L’Alliance profitera à toutes et tous!

Aux travailleuses et travailleurs

L’Alliance vise l’amélioration des conditions de travail salariales et normatives des travailleuses et des travailleurs du communautaire. De meilleures conditions permettraient notamment de réduire le stress lié aux finances personnelles et à la maladie et d’accéder à une retraite décente.

Aux organismes communautaires, aux directions et aux conseils d’administration

Les gains que fera l’Alliance auprès des gouvernements auront des répercussions positives sur la gestion interne des organismes et sur les services et activités de l’organisme. En effet, des meilleures conditions de travail amélioreront le climat de travail, la stabilité des équipes et la rétention du personnel. Pour les directions d’organismes, ce sera une grande économie de temps et d’énergie.

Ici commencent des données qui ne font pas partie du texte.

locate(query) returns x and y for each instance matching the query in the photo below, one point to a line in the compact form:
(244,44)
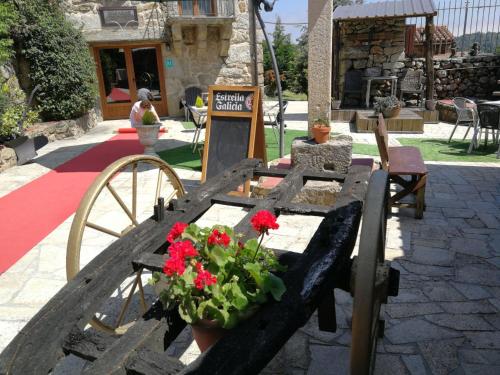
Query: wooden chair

D’ailleurs, le milieu communautaire est et sera affecté, comme plusieurs secteurs d’emplois, par la pénurie de main-d’œuvre que l’on observe au Québec. On peut penser que de meilleures conditions de travail permettraient une plus grande attraction et une meilleure rétention du personnel.

Aux regroupements

Les regroupements régionaux et nationaux pourront se concentrer davantage sur leur mission, le financement à la mission et le soutien à leurs membres. L’Alliance sera un allié supplémentaire dans la lutte pour un meilleur financement puisqu’il sera impossible d’améliorer les conditions de travail sans améliorer le financement.

À la communauté

Comme le souligne Jean-Pierre Deslauriers, auteur du livre Travailler dans le communautaire*, « les employés qui profitent de meilleures conditions de travail sont plus en mesure de donner un rendement accru et de mieux travailler avec la communauté ».

Vouées à la pauvreté?

Bien qu’ayant souvent la « vocation », les travailleuses et les travailleurs du communautaire méritent d’être reconnus pour leur travail et d’être soutenus en conséquence. On fait souvent le parallèle entre le « missionnariat » des travailleuses du communautaire et les communautés religieuses. Pourtant, les religieuses qui ont donné leur vie pour aider les plus démunis sont soutenues toute leur vie par leur communauté, même quand elles ne sont plus en mesure de travailler, ce qui n’est malheureusement pas le cas pour les travailleuses du communautaire. Leur vocation les mène dans bien des cas à une retraite sous le signe de la pauvreté.